Ayırt edicilik, markanın en önemli özelliği3 , tescilinde ise belirleyici unsurudur. Bu unsur, malın/hizmetin diğerlerinden ayırt edilmesine hizmet etmektedir. Diğer bir ifadeyle marka, teşebbüslerin değil; teşebbüslerin ürettiği, ticaretini yaptıkları mal/hizmetlerin ayırt edici unsurudur4 .

Ayırt ediciliğin araştırılmasında, fikri mülkiyet hukukunda yararlanılan kriterlere başvurmak ve “hususiyet” aramak gerekli değildir.
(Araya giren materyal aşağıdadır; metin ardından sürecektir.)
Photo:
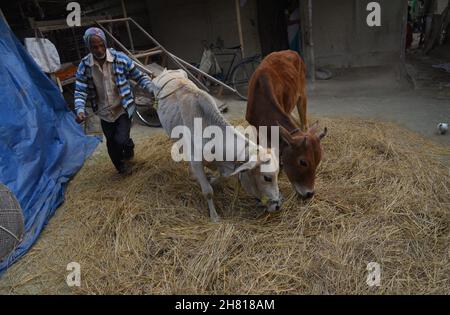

Zira marka tescili ile sahip olunan hak, yaratıcılık sonunda kazanılmamaktadır5 . Bu nedenle, hususiyet ya da orijinallik bir işaretin ayırt ediciliğini güçlendiren etkenlerden biri olarak değerlendirilmelidir.

Markalarda ayırt edici niteliğe verilen önemin gerekçesi, bilinçli alım tercihi yapabilmeleri için tüketici kitlesine bilgi sağlaması yani bir anlamda kamu yararına işlev görmeleri, emeğin korunması ve doğruluk ilkeleridir. Anglo Amerikan hukukunda, ayırt edici işareti benimsemekle onun asıl sahibinin yarattığı ve işaretle sembol hâline gelmiş itibarından bir başkasının yararlanamayacağı ifade edilmektedir6 . Türk hukukunda da, aynı prensip kabul edilmekte, hukukun temel ilkesi olan Türk Medeni Kanunu (TMK) m. 2’de belirtilen “Herkes, haklarını kullanırken ve borçlarını yerine getirirken dürüstlük kurallarına uymak zorundadır. Bir hakkın açıkça kötüye kullanılmasını hukuk düzeni korumaz” hükmü ve Türk Ticaret Kanunu (TTK) m. 54 vd. yer alan haksız rekabete ilişkin hükümler buna karşılık gelmektedir7 .

Ayırt edici nitelik tespitinde açık, net koşullar, kurallar ve ölçütler söz konusu olmadığından, somut olayın özelliklerine göre değerlendirme yapılması gerekmektedir. Konunun tespitine yardımcı olabilmesi açısından önem arz ettiği düşünülen belli başlı kriterlere aşağıda yer verilmiştir.